Cerebrolysin reduces blood-cerebrospinal fluid barrier permeability change, brain pathology, and functional deficits following traumatic brain injury in the rat.

Traumatic brain injuries (TBIs) induce profound breakdown of the blood-brain and blood-cerebrospinal fluid barriers (BCSFB), brain pathology/edema, and sensory-motor disturbances. Because neurotrophic factors, such as brain-derived neurotrophic factor (BDNF), insulin-like growth factor-1 (IGF-1), and glial cell-derived neurotrophic factor (GDNF), are neuroprotective in models of brain and spinal cord injuries, we hypothesized that a combination of neurotrophic factors would enhance neuroprotective efficacy. In the present investigation, we examined the effects of Cerebrolysin, a mixture of different neurotrophic factors (Ebewe Neuro Pharma, Austria) on the brain pathology and functional outcome in a rat model of TBI. TBI was produced under Equithesin (3 mL/kg, i.p.) anesthesia by making a longitudinal incision into the right parietal cerebral cortex. Untreated injured rats developed profound disruption of the blood-brain barrier (BBB) to proteins, edema/cell injury, and marked sensory-motor dysfunctions on rota-rod and grid-walking tests at 5 h TBI. Intracerebroventricular administration of Cerebrolysin (10 or 30 microL) either 5 min or 1 h after TBI significantly reduced leakage of Evans blue and radioiodine tracers across the BBB and BCSFB, and attenuated brain edema formation/neuronal damage in the cortex as well as underlying subcortical regions.

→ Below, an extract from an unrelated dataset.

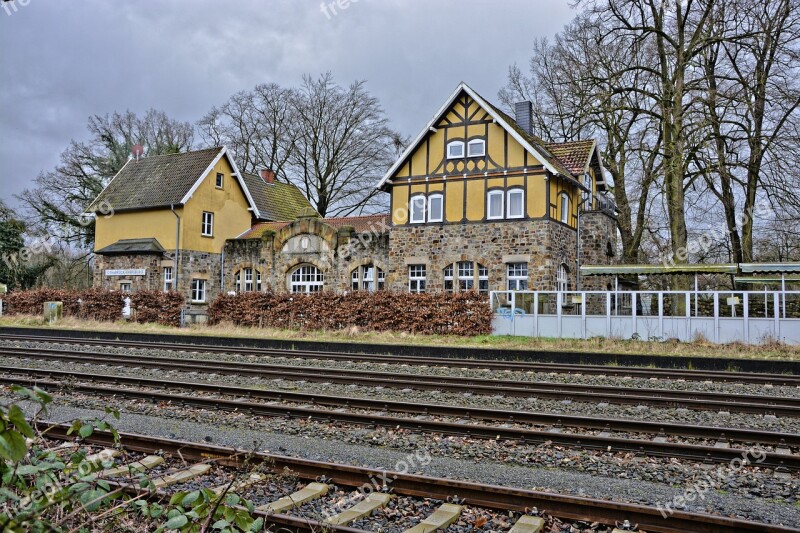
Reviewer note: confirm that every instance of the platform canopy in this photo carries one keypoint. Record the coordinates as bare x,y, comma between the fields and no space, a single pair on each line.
780,268
622,270
766,280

Cerebrolysin-treated animals also had improved sensory-motor functions. However, administration of Cerebrolysin 2 h after TBI did not affect these parameters significantly. These observations in TBI demonstrate that early intervention with Cerebrolysin reduces BBB and BCSFB permeability changes, attenuates brain pathology and brain edema, and mitigates functional deficits. Taken together, our observations suggest that Cerebrolysin has potential therapeutic value in TBI.

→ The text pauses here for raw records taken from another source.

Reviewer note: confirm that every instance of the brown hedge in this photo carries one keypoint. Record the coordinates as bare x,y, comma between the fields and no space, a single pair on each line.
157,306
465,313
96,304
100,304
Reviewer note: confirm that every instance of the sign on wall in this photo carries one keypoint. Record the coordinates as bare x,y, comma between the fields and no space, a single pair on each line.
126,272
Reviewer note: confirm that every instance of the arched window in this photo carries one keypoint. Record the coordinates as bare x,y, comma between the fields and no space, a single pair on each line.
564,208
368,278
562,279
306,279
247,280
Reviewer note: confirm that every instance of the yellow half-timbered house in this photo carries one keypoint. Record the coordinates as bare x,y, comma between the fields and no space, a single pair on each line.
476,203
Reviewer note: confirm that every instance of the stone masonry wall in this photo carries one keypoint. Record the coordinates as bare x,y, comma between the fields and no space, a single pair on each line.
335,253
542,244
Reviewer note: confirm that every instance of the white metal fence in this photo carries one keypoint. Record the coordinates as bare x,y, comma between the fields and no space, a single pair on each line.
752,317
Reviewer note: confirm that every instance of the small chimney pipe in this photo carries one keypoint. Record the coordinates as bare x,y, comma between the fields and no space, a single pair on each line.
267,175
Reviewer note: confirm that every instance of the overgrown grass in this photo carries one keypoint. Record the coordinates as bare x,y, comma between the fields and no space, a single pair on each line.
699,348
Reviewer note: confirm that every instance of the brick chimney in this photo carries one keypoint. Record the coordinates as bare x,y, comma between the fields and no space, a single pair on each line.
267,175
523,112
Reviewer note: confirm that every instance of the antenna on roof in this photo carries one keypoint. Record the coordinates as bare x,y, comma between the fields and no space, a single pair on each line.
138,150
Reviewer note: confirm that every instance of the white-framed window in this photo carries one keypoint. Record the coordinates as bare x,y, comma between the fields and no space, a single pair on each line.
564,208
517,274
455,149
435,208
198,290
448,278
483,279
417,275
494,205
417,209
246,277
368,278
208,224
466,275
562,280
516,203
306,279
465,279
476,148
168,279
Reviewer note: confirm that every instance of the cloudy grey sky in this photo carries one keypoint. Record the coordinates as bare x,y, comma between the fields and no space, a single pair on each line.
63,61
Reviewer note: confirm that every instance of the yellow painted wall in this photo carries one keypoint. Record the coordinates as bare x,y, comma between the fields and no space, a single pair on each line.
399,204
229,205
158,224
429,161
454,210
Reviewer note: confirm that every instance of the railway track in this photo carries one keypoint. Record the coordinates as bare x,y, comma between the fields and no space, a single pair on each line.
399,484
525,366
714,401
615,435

Cerebrolysin treatment attenuates heat shock protein overexpression in the brain following heat stress: an experimental study using immunohistochemistry at light and electron microscopy in the rat.

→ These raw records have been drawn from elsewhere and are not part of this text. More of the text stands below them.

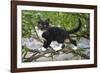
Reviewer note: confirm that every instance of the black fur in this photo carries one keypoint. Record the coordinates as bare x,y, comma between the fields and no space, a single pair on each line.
43,24
59,35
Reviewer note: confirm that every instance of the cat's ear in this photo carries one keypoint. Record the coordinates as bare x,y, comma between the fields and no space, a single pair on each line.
45,34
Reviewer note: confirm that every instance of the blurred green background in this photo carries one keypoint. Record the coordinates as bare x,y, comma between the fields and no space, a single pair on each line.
63,19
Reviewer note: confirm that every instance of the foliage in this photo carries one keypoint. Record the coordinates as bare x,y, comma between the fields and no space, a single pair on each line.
63,19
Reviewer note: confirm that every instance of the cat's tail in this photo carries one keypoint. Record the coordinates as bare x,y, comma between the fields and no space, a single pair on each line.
77,28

The possibility that overexpression of heat shock proteins (HSPs) in the CNS represents a neurodestructive signal following hyperthermia was examined in a rat model using a potent neuroprotective drug, Cerebrolysin (Ebewe Pharma, Austria). Rats subjected to four hours of heat stress in a biological oxygen demand incubator at 38 degrees C developed profound hyperthermia (41.23 +/- 0.14 degrees C) and overexpressed HSP 72 kD in several brain regions: cerebral cortex, hippocampus, cerebellum, thalamus, hypothalamus, brain stem, and spinal cord compared to controls. This HSP overexpression closely correlated with the leakage of blood-brain barrier permeability and vasogenic edema formation in these brain areas. HSP positive cells are largely confined in the edematous brain regions showing Evans blue leakage. Pretreatment with Cerebrolysin (5 mL/kg, i.v.) 30 minutes before heat stress markedly attenuated hyperthermia (39.48 +/- 0.23 degrees C, P < 0.01) and the induction of HSP to all the brain regions examined. Leakage of Evans blue albumin and increase in brain water content in these brain areas are also markedly reduced with Cerebrolysin pretreatment. These results are the first to show that Cerebrolysin, if administered before heat stress, attenuates hyperthermia induced stress reaction and HSP 72 kD induction. Taken together, these novel observations suggest that upregulation of HSP 72 kD in brain represents neurodestructive signals and a reduction in cellular stress mechanisms leading to decline in HSP expression is neuroprotective in nature.